Getting Useful Information from RNA-Seq Contaminants: A Case of Study in the Oil-Collecting Bee Tetrapedia diversipes Transcriptome

To the Editor:

The RNA-Seq is a straightforward technique widely used in studies of gene expression, especially for nonmodel species. This approach results in a comprehensive data set of genes expressed and their frequency without the need of species-specific probes or a reference genome. Because plant and animal species are constantly interacting with each other and the RNA-Seq is not a species-specific approach, it is highly probably that one can find genes from alien species in a transcriptome data set. Indeed, as reported herein, the data analyses of Tetrapedia diversipes transcriptome revealed contaminant transcripts from plants and parasites. The deep exploitation of this plant contaminant data set proved to be a useful source of information concerning the biology and behavior of this bee.

The oil-collecting bee T. diversipes is a solitary species native of the Neotropical region. This species is bivoltine, that is, presents two main reproductive generations during the year: one in the hot and wet season (generation one—G1) and the second during the cold and dry season (generation two—G2). The developmental cycle since egg till adult varies significantly between the two generations because the prepupal larvae from G2 enter in diapause (Alves-dos-Santos et al., 2006). To understand the differences between each reproductive generation, we have used the RNA-Seq technique to sequence the transcriptome from female foundresses from G1 and G2.

Nine T. diversipes from each reproductive generation were collected in front of trap nests at the city of São Paulo (Brazil) in an area close to a small secondary semideciduous forest containing many native and ornamental plants (Alves-dos-Santos et al., 2006). To identify the contaminant transcripts, complete assembled transcriptomes from G1 and G2 of T. diversipes foundresses were blasted against the Uniref database (August, 2015) using the Annocript program (v1.2) (Musacchia et al., 2015). Scripts in R (v3.1.3), bash, Python (v2.7.9), and manual checking were then used to identify and select contaminant transcripts from plants (pipeline and scripts available at https://github.com/nat2bee/trans-contamination/tree/master).

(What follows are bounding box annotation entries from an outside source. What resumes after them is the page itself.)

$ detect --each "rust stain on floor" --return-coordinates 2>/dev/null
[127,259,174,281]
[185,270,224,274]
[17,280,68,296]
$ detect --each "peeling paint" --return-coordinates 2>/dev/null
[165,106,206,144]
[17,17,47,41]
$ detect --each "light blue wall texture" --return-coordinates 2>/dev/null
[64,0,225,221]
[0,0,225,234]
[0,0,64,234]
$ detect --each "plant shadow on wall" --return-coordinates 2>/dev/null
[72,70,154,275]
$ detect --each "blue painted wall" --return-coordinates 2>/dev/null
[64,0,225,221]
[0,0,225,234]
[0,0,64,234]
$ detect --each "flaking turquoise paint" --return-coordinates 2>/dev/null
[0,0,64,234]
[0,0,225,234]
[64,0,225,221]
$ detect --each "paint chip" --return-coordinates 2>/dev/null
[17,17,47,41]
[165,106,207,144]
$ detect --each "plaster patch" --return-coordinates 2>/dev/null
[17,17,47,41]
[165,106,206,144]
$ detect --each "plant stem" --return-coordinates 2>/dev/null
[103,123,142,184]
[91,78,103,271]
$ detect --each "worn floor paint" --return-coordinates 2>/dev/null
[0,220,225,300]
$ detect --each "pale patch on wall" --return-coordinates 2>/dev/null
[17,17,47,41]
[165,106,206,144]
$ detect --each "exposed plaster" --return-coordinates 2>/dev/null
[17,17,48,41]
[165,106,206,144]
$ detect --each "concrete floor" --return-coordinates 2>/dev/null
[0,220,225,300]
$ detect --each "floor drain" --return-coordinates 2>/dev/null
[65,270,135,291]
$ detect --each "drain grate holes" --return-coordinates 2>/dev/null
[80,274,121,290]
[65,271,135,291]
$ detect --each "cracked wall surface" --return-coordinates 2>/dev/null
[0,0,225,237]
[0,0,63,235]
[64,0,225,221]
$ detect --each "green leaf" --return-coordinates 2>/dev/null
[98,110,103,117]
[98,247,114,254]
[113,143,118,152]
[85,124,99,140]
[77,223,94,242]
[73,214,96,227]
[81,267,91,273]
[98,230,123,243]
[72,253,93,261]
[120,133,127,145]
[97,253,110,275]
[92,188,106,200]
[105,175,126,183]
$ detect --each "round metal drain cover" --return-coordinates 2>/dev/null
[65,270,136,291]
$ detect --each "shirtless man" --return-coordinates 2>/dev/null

From the transcriptomes of G1 and G2 female foundresses, respectively, 857 and 538 transcripts were identified as plant contaminants. Contaminant transcripts from G1 blasted against 28 plant families and almost 50% of them (13) were found exclusively in G1. Whereas in G2, 19 different families were identified and four were only found in G2 (Table 1). These results indicate that the richness of plants visited by females from G1 is greater than that of plants visited by females from G2, which may be related to the floral bloom during spring. Our data corroborate an earlier study on pollen diversity storage in T. diversipes nests (Menezes et al., 2012).

Table 1 presents all plant families identified among the contaminant transcripts in each generation and their proportion in the data set. These findings are in agreement with previous ecological studies (Alves-dos-Santos et al., 2006; Menezes et al., 2012), especially regarding the use of the Euphorbiaceae as the main pollen source in larval feeding. Furthermore, because Amaranthacea and Euphorbiaceae are the two main families visited during G1 and Euphorbiaceae is the main source during G2, the hypothesis that T. diversipes is not a truly polilectic species but has preferences for specific families is supported. As oil source, it is known that this bee uses plants from the Malpighiacea family, but it is not clear whether other families are also visited (Alves-dos-Santos et al., 2006). In the present data set, transcripts from the Cucurbitaceae and Solanaceae families were found in both generations, which suggests that these families may be also visited for oil collection.

Therefore, as described here, the use of contaminant transcripts might be a useful source of information not only for the study of insect–plant interactions but also for analyses of other associations such as parasitism and symbioses. These data are usually neglected in transcriptomic studies, but the present results indicate that contaminant transcripts from any transcriptomic data set can be extremely valuable to answer different biological questions.

Nevertheless during this type of analyses, it is important to keep in mind that the public databases used for identification through blast are incomplete and transcripts identification may be deficient in some cases. Also when the transcripts are from highly conserved genes, the identification of a taxonomic group may be compromised. Thus, the use of the reported approach associated with ecological observations or as a general and comparative tool is recommended.